In other words, those who lie and cheat take as a given that anyone (or everyone) else will, given the opportunity, will lie and cheat as well.

An old saying sums this up; fool me once, shame on you, fool me twice, shame on me.

In other words, people may lie to or cheat us once, but after that we should be far more aware and vigilant in future encounters with that person.

Of course people can (and often do) change, and “second chances” may be life changing, but, as many of us know from direct experience, any “change” in behavior is not always consistent or reliable.

Our personal “history”, while not always binding, is, in most cases, still a defining force.

For better or worse, a person who has lied or deceived before is likely to do it again, and a person who has proven themselves reliable and trustworthy will, in most cases, also be consistent with what they have done before.

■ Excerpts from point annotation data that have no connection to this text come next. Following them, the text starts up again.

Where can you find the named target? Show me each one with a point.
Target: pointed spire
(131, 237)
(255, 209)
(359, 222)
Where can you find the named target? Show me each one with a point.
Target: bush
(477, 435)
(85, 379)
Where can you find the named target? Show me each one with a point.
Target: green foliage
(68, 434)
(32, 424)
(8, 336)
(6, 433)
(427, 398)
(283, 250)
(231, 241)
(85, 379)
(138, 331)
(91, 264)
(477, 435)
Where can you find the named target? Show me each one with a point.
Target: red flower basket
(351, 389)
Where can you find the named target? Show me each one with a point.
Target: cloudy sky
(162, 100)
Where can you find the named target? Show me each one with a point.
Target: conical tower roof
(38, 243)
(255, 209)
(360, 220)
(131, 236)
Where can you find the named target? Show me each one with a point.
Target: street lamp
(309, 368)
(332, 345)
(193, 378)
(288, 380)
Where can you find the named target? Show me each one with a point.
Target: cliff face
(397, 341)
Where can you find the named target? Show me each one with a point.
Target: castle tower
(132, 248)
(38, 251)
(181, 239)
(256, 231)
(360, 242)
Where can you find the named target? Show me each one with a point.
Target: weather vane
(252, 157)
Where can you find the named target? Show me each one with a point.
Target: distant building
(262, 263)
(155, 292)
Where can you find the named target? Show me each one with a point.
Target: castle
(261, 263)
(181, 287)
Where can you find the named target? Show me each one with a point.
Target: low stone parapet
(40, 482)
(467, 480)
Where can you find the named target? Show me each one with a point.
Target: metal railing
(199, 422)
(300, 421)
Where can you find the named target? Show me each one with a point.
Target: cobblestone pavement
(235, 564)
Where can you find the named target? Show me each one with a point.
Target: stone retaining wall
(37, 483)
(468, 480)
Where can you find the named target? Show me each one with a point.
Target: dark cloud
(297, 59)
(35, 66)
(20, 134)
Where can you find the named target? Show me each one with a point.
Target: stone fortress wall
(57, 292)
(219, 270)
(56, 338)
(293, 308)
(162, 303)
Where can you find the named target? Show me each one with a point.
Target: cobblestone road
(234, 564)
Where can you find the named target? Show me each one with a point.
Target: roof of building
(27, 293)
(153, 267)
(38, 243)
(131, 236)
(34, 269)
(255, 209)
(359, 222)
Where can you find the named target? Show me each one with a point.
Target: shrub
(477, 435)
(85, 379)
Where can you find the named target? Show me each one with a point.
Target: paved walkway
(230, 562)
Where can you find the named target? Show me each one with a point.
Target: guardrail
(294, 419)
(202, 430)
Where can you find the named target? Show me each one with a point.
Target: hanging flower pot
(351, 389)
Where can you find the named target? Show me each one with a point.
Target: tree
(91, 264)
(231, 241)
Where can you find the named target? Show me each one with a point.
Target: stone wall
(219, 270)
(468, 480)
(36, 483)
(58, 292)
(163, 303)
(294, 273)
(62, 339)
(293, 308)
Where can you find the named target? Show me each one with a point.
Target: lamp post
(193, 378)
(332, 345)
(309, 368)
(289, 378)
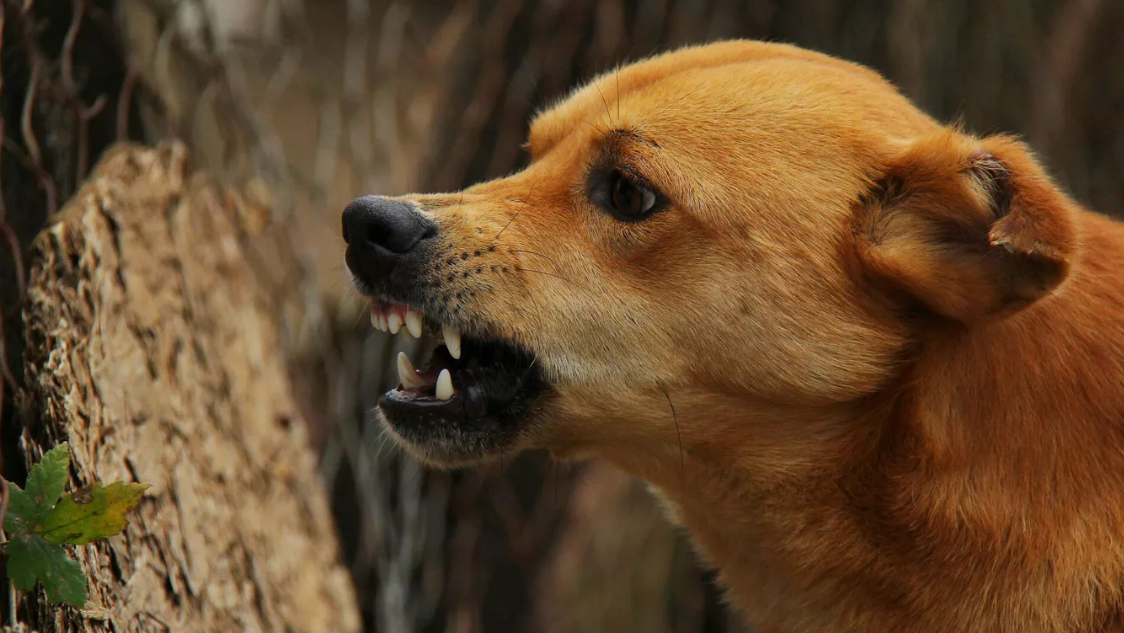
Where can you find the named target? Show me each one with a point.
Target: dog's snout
(386, 227)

Personal transformation and rehabilitation is (almost) always a possibility, but the habits of thought and action, as every addict knows, are usually a lifelong burden.

Not everything that counts can be counted, and not everything that can be counted counts.

— Albert Einstein

One of the odd things about life is that we very rarely see or touch anything that really matters.

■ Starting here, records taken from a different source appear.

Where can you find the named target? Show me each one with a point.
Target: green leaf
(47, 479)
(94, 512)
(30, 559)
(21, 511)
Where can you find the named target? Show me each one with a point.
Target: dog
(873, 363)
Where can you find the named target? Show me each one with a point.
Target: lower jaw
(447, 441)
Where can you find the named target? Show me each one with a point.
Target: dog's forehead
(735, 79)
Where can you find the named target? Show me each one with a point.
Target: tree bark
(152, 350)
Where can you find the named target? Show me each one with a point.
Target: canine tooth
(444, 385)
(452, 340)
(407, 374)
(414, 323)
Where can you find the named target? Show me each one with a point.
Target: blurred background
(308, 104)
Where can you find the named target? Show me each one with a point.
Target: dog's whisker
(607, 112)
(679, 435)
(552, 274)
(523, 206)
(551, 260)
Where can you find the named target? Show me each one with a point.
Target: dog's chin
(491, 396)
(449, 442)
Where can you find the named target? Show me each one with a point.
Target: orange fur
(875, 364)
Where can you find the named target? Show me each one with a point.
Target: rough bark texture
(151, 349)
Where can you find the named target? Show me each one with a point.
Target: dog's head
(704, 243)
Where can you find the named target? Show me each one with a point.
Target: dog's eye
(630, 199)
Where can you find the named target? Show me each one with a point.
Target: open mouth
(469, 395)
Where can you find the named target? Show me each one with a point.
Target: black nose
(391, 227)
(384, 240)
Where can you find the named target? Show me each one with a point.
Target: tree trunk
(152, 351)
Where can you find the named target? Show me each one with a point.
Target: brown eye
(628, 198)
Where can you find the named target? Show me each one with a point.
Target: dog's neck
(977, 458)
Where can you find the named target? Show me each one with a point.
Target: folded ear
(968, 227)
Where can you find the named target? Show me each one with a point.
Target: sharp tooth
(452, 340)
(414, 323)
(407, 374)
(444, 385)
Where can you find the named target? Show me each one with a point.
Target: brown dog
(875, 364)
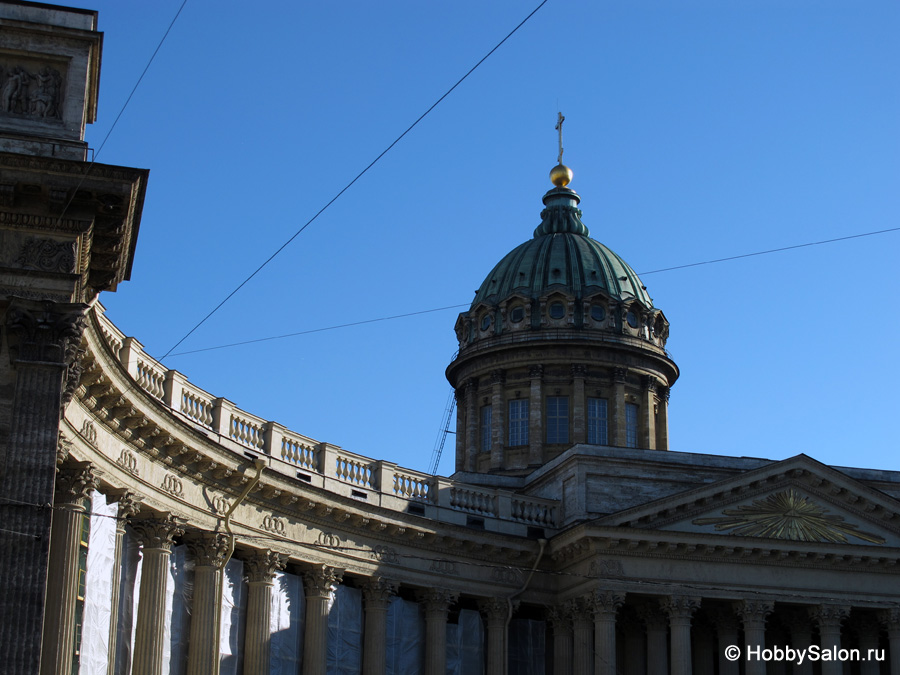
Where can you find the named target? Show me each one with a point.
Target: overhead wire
(350, 184)
(140, 79)
(441, 309)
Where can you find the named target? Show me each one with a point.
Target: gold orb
(561, 175)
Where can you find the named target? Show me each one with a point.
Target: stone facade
(550, 557)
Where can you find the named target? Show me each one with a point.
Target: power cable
(347, 187)
(771, 250)
(440, 309)
(319, 330)
(121, 111)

Trust, feeling known or welcome, being acknowledged or appreciated are all far more “valuable” than any device or object we might be able to purchase or hold.

How many of us, for example, have longed for a new device or object of some sort, and saved for it with great anticipation and then, once we have it, the item seems to lose its charm and it becomes just another thing in our lives.

And, as we all know, being trusted, feeling known or welcome, being acknowledged or appreciated never gets old.

In an era or AI and “deep fakes” few things are more essential than the authenticity, connection and trust that is only possible from fellow human beings.

We pride ourselves on our “smart” devices and how much “data” we have access to, but what really matters, and defines us is what we want to know, what we are willing to learn and what we wonder about, not the “knowledge” we might be so proud of.

We, or at least some of us, value most of all, what we aspire and reach for, and what we may never fully know.

The most beautiful thing we can experience is the mysterious. It is the source of all true art and all science. He to whom this emotion is a stranger, who can no longer pause to wonder and stand rapt in awe, is as good as dead; his eyes are closed.

— Albert Einstein

In our all too active pursuit of the things and distractions of the world, it might be wise to recall that those elements that makes us who we are, and that make us memorable, are not things, but are attributes, like honesty, industry and compassion.

From Abe Lincoln to Pippi Longstocking and many others, it is what can’t be seen that sets us apart.